# New Van Carpets



## DJMotorhomer (Apr 15, 2010)

Hi All

I enquired at Brownhills as to the price of replacement carpets for the van. I was quoted £220. We all know how dealers love to overcharge.

Does anyone know of anyone else who supplies them ?

Cheers

DJM


----------



## cabby (May 14, 2005)

If you have existing carpets to use as templates, then most good carpet shops can do this for you, which gives you a wider range to choose from, just remind them that the edges need whipping.

cabby


----------



## deefordog (Dec 31, 2013)

From experience, it's the whipping that costs the money. £220 doesn't sound too bad in my book but then again, what's the quality like? We had some from Swift and the fit and quality was pants, so we sent them back.

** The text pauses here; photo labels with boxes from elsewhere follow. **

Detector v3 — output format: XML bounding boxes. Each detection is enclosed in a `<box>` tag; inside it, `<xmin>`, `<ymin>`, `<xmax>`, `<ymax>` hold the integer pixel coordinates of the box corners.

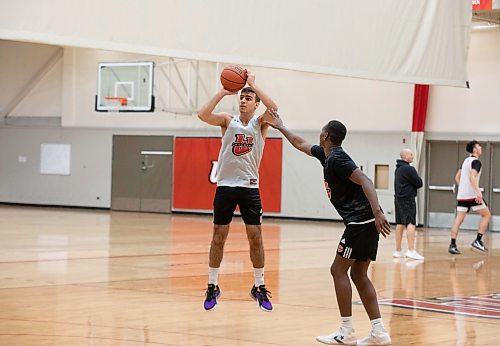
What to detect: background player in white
<box><xmin>448</xmin><ymin>140</ymin><xmax>491</xmax><ymax>255</ymax></box>
<box><xmin>198</xmin><ymin>73</ymin><xmax>278</xmax><ymax>311</ymax></box>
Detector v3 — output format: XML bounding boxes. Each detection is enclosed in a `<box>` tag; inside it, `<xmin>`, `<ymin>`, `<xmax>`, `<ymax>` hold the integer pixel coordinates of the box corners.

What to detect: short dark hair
<box><xmin>240</xmin><ymin>87</ymin><xmax>260</xmax><ymax>102</ymax></box>
<box><xmin>326</xmin><ymin>120</ymin><xmax>347</xmax><ymax>144</ymax></box>
<box><xmin>465</xmin><ymin>139</ymin><xmax>479</xmax><ymax>154</ymax></box>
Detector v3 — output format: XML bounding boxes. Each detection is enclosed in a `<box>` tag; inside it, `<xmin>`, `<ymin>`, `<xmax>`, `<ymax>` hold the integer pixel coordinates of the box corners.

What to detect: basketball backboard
<box><xmin>95</xmin><ymin>62</ymin><xmax>155</xmax><ymax>112</ymax></box>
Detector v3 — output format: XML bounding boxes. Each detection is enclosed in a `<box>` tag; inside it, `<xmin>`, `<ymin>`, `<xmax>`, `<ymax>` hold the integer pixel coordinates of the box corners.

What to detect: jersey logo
<box><xmin>324</xmin><ymin>180</ymin><xmax>332</xmax><ymax>199</ymax></box>
<box><xmin>208</xmin><ymin>161</ymin><xmax>219</xmax><ymax>184</ymax></box>
<box><xmin>232</xmin><ymin>133</ymin><xmax>253</xmax><ymax>156</ymax></box>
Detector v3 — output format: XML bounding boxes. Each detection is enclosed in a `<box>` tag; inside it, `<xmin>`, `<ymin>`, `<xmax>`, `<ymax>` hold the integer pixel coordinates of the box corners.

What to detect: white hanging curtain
<box><xmin>0</xmin><ymin>0</ymin><xmax>471</xmax><ymax>87</ymax></box>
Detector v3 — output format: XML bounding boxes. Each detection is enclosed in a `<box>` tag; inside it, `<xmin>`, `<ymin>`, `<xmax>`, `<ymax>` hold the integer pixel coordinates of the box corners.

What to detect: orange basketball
<box><xmin>220</xmin><ymin>65</ymin><xmax>247</xmax><ymax>91</ymax></box>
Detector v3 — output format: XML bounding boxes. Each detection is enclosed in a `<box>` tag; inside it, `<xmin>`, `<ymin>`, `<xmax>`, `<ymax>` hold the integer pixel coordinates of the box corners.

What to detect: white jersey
<box><xmin>217</xmin><ymin>115</ymin><xmax>265</xmax><ymax>188</ymax></box>
<box><xmin>457</xmin><ymin>155</ymin><xmax>481</xmax><ymax>201</ymax></box>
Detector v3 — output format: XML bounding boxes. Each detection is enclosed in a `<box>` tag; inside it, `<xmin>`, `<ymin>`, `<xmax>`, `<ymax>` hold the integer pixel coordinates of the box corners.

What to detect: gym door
<box><xmin>111</xmin><ymin>135</ymin><xmax>173</xmax><ymax>213</ymax></box>
<box><xmin>426</xmin><ymin>141</ymin><xmax>492</xmax><ymax>229</ymax></box>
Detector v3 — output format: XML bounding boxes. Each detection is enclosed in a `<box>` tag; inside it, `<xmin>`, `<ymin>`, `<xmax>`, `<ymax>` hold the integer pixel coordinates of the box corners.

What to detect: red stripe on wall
<box><xmin>173</xmin><ymin>137</ymin><xmax>283</xmax><ymax>212</ymax></box>
<box><xmin>411</xmin><ymin>84</ymin><xmax>429</xmax><ymax>132</ymax></box>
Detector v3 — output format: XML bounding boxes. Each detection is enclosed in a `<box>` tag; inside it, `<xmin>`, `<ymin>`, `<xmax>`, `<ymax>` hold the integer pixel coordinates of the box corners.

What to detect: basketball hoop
<box><xmin>104</xmin><ymin>96</ymin><xmax>128</xmax><ymax>106</ymax></box>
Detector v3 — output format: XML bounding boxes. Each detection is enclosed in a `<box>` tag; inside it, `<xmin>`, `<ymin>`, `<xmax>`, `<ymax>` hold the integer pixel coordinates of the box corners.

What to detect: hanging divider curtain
<box><xmin>0</xmin><ymin>0</ymin><xmax>472</xmax><ymax>87</ymax></box>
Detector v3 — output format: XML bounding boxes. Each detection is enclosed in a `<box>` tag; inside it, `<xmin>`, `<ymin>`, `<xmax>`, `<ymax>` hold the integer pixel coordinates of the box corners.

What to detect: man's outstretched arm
<box><xmin>266</xmin><ymin>109</ymin><xmax>312</xmax><ymax>156</ymax></box>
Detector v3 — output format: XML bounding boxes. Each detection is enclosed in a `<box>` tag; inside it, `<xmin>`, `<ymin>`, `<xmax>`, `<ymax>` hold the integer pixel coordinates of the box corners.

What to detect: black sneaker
<box><xmin>448</xmin><ymin>244</ymin><xmax>460</xmax><ymax>255</ymax></box>
<box><xmin>250</xmin><ymin>285</ymin><xmax>273</xmax><ymax>312</ymax></box>
<box><xmin>203</xmin><ymin>284</ymin><xmax>220</xmax><ymax>311</ymax></box>
<box><xmin>470</xmin><ymin>239</ymin><xmax>488</xmax><ymax>253</ymax></box>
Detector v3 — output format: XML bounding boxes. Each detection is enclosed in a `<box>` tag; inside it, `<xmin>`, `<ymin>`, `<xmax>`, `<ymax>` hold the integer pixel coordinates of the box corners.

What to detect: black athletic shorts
<box><xmin>394</xmin><ymin>198</ymin><xmax>417</xmax><ymax>226</ymax></box>
<box><xmin>214</xmin><ymin>186</ymin><xmax>262</xmax><ymax>225</ymax></box>
<box><xmin>337</xmin><ymin>221</ymin><xmax>379</xmax><ymax>261</ymax></box>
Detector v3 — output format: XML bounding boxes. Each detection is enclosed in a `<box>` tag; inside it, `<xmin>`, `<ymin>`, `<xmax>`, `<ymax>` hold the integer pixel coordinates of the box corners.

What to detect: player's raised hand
<box><xmin>265</xmin><ymin>108</ymin><xmax>283</xmax><ymax>129</ymax></box>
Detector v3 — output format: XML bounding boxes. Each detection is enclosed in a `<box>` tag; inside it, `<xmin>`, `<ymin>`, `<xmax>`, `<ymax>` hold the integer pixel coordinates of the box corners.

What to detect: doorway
<box><xmin>111</xmin><ymin>135</ymin><xmax>173</xmax><ymax>213</ymax></box>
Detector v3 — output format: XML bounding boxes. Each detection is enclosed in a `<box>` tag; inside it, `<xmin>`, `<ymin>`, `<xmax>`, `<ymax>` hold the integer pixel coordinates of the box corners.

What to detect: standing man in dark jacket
<box><xmin>393</xmin><ymin>149</ymin><xmax>424</xmax><ymax>260</ymax></box>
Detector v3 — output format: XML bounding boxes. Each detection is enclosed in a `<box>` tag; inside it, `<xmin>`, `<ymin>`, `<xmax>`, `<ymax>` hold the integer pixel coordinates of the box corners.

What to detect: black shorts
<box><xmin>214</xmin><ymin>186</ymin><xmax>262</xmax><ymax>225</ymax></box>
<box><xmin>337</xmin><ymin>221</ymin><xmax>379</xmax><ymax>261</ymax></box>
<box><xmin>394</xmin><ymin>198</ymin><xmax>417</xmax><ymax>226</ymax></box>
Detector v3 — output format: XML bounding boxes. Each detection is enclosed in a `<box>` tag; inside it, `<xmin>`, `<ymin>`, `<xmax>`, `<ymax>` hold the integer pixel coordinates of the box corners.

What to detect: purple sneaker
<box><xmin>203</xmin><ymin>284</ymin><xmax>220</xmax><ymax>311</ymax></box>
<box><xmin>250</xmin><ymin>285</ymin><xmax>273</xmax><ymax>312</ymax></box>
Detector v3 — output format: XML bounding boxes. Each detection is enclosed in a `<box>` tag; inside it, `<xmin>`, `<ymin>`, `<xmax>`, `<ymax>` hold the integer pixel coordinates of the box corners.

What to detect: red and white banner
<box><xmin>172</xmin><ymin>137</ymin><xmax>283</xmax><ymax>213</ymax></box>
<box><xmin>472</xmin><ymin>0</ymin><xmax>493</xmax><ymax>11</ymax></box>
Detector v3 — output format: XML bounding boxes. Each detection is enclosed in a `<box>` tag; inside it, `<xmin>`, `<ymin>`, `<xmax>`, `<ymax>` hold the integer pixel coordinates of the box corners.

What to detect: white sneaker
<box><xmin>406</xmin><ymin>250</ymin><xmax>424</xmax><ymax>259</ymax></box>
<box><xmin>316</xmin><ymin>327</ymin><xmax>358</xmax><ymax>345</ymax></box>
<box><xmin>392</xmin><ymin>250</ymin><xmax>405</xmax><ymax>258</ymax></box>
<box><xmin>358</xmin><ymin>330</ymin><xmax>391</xmax><ymax>346</ymax></box>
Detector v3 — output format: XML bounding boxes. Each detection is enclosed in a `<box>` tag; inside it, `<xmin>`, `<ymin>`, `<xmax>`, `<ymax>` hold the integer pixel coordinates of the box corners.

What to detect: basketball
<box><xmin>220</xmin><ymin>65</ymin><xmax>247</xmax><ymax>91</ymax></box>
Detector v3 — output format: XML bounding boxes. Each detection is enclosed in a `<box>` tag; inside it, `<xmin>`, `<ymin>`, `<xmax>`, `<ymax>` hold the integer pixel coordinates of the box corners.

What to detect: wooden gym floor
<box><xmin>0</xmin><ymin>205</ymin><xmax>500</xmax><ymax>346</ymax></box>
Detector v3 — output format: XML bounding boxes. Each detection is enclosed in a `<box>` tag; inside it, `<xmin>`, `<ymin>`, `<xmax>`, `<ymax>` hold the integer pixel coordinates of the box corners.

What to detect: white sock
<box><xmin>340</xmin><ymin>316</ymin><xmax>352</xmax><ymax>331</ymax></box>
<box><xmin>370</xmin><ymin>317</ymin><xmax>386</xmax><ymax>332</ymax></box>
<box><xmin>253</xmin><ymin>268</ymin><xmax>264</xmax><ymax>287</ymax></box>
<box><xmin>208</xmin><ymin>267</ymin><xmax>219</xmax><ymax>286</ymax></box>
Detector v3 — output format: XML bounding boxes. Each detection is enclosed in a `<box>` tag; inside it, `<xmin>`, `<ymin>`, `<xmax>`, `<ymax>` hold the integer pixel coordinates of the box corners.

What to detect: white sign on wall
<box><xmin>40</xmin><ymin>144</ymin><xmax>71</xmax><ymax>175</ymax></box>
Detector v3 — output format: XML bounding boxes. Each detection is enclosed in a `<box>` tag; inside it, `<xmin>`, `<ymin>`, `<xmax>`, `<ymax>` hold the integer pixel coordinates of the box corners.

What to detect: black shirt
<box><xmin>394</xmin><ymin>160</ymin><xmax>422</xmax><ymax>199</ymax></box>
<box><xmin>311</xmin><ymin>145</ymin><xmax>374</xmax><ymax>225</ymax></box>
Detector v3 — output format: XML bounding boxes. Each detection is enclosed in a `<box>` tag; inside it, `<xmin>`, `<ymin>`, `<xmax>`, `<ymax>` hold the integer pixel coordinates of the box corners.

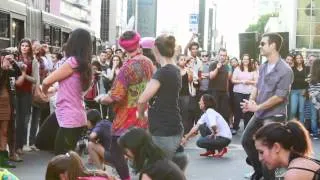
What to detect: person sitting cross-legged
<box><xmin>181</xmin><ymin>94</ymin><xmax>232</xmax><ymax>157</ymax></box>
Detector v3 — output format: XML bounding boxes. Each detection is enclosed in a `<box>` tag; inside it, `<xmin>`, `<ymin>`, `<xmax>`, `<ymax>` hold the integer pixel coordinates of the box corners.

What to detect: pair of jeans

Kustom Sport used to supply most of the mainstream UK motorhome manufacturers until a few years ago, so they may even have the original templates for your MH. They'll even send you carpet samples of various colours and quality to suit your budget http://www.kustomsport.co.uk/


----------



## Ozzyjohn (Sep 3, 2007)

I've no idea of the price, but as an alternative to whipping this looks like a possible diy alternative - http://stairrods.co.uk/easybind-carpet-binding/

Regards,
John


----------



## carpe diem (Apr 16, 2016)

http://www.bespokerugs.com/index.php

theres this place in Leeds, in the FAQ's it says £3 per metre for whipping


----------



## emmbeedee (Oct 31, 2008)

Previous threads here:

http://forums.motorhomefacts.com/25-company-reports/17310-need-new-fitted-carpets.html

http://forums.motorhomefacts.com/20-motorhome-chitchat/94425-motorhome-carpets.html

I used Crusader, as mentioned in there. £65 for three rugs, don't know what current price is but don't suppose much different now.


----------



## Pudsey_Bear (Sep 25, 2008)

We looked into it and whipping alone was at least £1 per foot, plus carpet, plus cutting, plus Delivery and VAT.

I bought the carpet, and cut it to fit against something on all the edges using a cardboard template, made from cereal boxes etc, no whipping needed, just a little UHU glue along the edges to stop it fraying, cost about £20 and one very achy hand.


----------



## DJMotorhomer (Apr 15, 2010)

I contacted Kustomsport and they quoted me (unseen) £240 thats £20 dearer than Brownhills !!!

DJM


----------